異常データをルブリックとして解釈すること 尿酸値異常を例として

 前回、マトリックス医学の概略について書きましたが、こうしたいわば背景ともなる事象は、それ自体では現実的な力を持つことは少ないわけです。しかし、それがいったん現実とかみ合った時、もしくは適応されたとき、文字通り「統合」されたときに大きな効果をあげるように思います。
 そうした意味で検査値の解説書を読んでいて、ふと気づいたことがあるのですが、かなり特殊なデータのパターンが出ているとき、極めて珍しい症候群であったとしても、そこに記載される症状は実際例と何らかの関係があるのではないか、ということ。
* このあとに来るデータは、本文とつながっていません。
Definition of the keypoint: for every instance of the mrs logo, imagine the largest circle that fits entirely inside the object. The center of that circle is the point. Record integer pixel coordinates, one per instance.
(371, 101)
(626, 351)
 例えば極めて高い尿酸値の場合、尿酸の代謝障害であるレッシュ・ナイハン症候群の諸症状の一部が見られるのではないか。いわば内部での高い酸化状態が推測されますが、当然交感神経の昂りも伴うでしょうから、その症状の一つでもある自咬症と称される自らへの攻撃行動に類推する症状が出る可能性もあるのではないか。もっと言えば、そうした症状ではなく、周囲への行動や人間関係において、それを象徴とした兆候が認められるのではないか、といった推測です。自らへの攻撃一形態として、周囲の人間との関係性を断ち切り、孤立を深める状況へと自らを追い込む。それにより自らの安全領域が蝕まれていく。身体そのものへの自傷はなくとも、高度な内部の緊張はこうした行動へと結びつくことがあるのではないか、ということです。
 当然、こうした推測には科学的な根拠は欠けるわけですが、夢事象の分析といった行為に類似したものと考えることが出来るのではないでしょうか。つまり再現することは不可能であるものの、多くの人の共感を得られれば、個人特有の現象をうまく説明し、実際の問題解決につながる。精神分析における無意識を広く、マトリックスとして捉えて考えると、こうも考えられるといったことです。
 これまでにも、これに類した考え方をした人もいたわけで、フロイトの弟子筋にあたる、ライヒやローウェンの考え方に近いのではないでしょうか。であれば、ローウェンのいう身体における「感情の流れ」のようなものも応用できるのかもしれません。ある種の独善的な思考法こそが、むしろ現実理解に資するということもあるでしょう。夢分析の是非にもかかわる問題です。

 特徴的なデータ異常やパターンの異常を、ホメオパシーにおけるルブリックやモダリティとして解釈することで、診療への強いアプローチになりうるのではないか、という思い付きのメモでした。ちょっとまとまりのない文ですが、個人的な備忘録としての記録ですのであしからず。